This one will do a pretty good job. My definition of a sentence: A sentence begins with a non-whitespace and ends with a period, exclamation point or a question mark (or end of string). There may be a closing quote following the ending punctuation.

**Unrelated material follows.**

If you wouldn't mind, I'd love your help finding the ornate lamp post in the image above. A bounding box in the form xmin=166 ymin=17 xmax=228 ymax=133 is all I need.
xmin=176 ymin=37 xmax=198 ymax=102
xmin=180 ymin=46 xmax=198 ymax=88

[^.!?\s][^.!?]*(?:[.!?](?!['"]?\s|$)[^.!?]*)*[.!?]?['"]?(?=\s|$)
import java.util.regex.*;
public class TEST {
public static void main(String[] args) {
String subjectString =
"This is a sentence. " +
"So is \"this\"! And is \"this?\" " +
"This is 'stackoverflow.com!' " +
"Hello World";
String[] sentences = null;
Pattern re = Pattern.compile(
"# Match a sentence ending in punctuation or EOS.\n" +
"[^.!?\\s] # First char is non-punct, non-ws\n" +
"[^.!?]* # Greedily consume up to punctuation.\n" +
"(?: # Group for unrolling the loop.\n" +
" [.!?] # (special) inner punctuation ok if\n" +
" (?!['\"]?\\s|$) # not followed by ws or EOS.\n" +
" [^.!?]* # Greedily consume up to punctuation.\n" +
")* # Zero or more (special normal*)\n" +
"[.!?]? # Optional ending punctuation.\n" +
"['\"]? # Optional closing quote.\n" +
"(?=\\s|$)",
Pattern.MULTILINE | Pattern.COMMENTS);
Matcher reMatcher = re.matcher(subjectString);
while (reMatcher.find()) {
System.out.println(reMatcher.group());
}
}
}
Here is the output:
This is a sentence.
So is "this"!
And is "this?"
This is 'stackoverflow.com!'
Hello World
Matching all of these correctly (with the last sentence having no ending punctuation), turns out to be not so easy as it seems!